Led by William W. Seeley, M.D., of the Department of Neurology at the University of California, San Francisco, researchers quantified anterior cingulate cortex VENs in seven patients with FTD, five with Alzheimer’s disease (AD), and seven control subjects who were not demented. All FTD patients had prominent changes in social behavior and emotion, sometimes accompanied by deficits in cognitive function.

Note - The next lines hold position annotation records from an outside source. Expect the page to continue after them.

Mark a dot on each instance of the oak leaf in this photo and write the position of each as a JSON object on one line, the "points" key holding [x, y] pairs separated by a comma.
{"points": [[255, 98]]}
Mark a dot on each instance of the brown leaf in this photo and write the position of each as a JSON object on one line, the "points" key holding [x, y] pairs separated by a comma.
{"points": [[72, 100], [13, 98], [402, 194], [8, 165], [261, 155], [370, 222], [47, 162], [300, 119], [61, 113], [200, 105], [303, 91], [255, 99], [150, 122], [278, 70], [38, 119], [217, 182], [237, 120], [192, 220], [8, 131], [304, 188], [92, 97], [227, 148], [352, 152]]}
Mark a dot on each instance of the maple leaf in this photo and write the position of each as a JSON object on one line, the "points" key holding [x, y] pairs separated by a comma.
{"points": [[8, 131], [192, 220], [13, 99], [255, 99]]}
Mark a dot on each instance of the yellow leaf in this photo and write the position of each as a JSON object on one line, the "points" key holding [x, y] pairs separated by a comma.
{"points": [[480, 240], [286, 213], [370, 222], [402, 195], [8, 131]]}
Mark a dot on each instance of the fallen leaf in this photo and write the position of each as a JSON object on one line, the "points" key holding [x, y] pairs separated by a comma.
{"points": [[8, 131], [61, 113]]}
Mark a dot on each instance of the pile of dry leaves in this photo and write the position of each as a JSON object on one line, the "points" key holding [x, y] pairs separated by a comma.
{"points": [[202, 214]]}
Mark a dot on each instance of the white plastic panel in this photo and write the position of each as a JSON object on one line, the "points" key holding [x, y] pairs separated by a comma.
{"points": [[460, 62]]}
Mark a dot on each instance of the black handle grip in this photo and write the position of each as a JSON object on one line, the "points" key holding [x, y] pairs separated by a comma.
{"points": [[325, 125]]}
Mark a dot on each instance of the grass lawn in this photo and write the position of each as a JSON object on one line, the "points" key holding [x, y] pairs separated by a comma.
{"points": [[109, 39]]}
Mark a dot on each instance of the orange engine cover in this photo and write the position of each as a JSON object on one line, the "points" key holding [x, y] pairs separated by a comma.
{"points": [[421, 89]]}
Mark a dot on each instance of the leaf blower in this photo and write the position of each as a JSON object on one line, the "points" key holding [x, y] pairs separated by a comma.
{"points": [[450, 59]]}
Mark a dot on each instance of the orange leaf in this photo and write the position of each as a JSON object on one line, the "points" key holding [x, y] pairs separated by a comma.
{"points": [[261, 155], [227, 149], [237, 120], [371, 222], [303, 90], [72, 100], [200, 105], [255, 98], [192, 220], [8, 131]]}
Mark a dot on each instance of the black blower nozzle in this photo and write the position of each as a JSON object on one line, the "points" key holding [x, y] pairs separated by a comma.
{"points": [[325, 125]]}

In contrast, AD patients had an array of cognitive symptoms, including memory and language impairment, with little change in social behavior. The researchers found early, severe, and selective loss of VENs in FTD, which showed a 69% reduction compared to AD and controls after controlling for overall neuronal loss. "Our findings suggest that selective VEN loss is a defining feature of FTD but does not apply to AD," the researchers state, adding that future research should explore how VEN loss relates to specific social/behavioral deficits in FTD and other disorders where such deficits are a defining feature.
VENs receive chemical signals from dopamine, serotonin, and vasopressin systems that play important roles in social and emotional bonding. These functions are disrupted early in FTD but spared in AD, the authors note. While drugs aimed at preserving VEN function may help curtail FTD symptoms, basic studies of VEN biophysical and molecular properties are needed to clarify the mechanisms that cause VENs to degenerate in FTD. "Distinctive functions of these unique cells may prove invaluable in health, yet may also expose us to specific forms of developmental or later-life illness," the authors conclude. "The link forged here between VENs and FTD should spawn further studies of how human brain evolution relates to human brain disease."
Article: "Early Frontotemporal Dementia Targets Neurons Unique to Apes and Humans," William W. Seeley, Danielle A. Carlin, John M. Allman, Marcelo N. Macedo, Clarissa Bush, Bruce L. Miller, Stephen J. DeArmond. Annals of Neurology, December 2006, (DOI: 10.1002/ana.21055).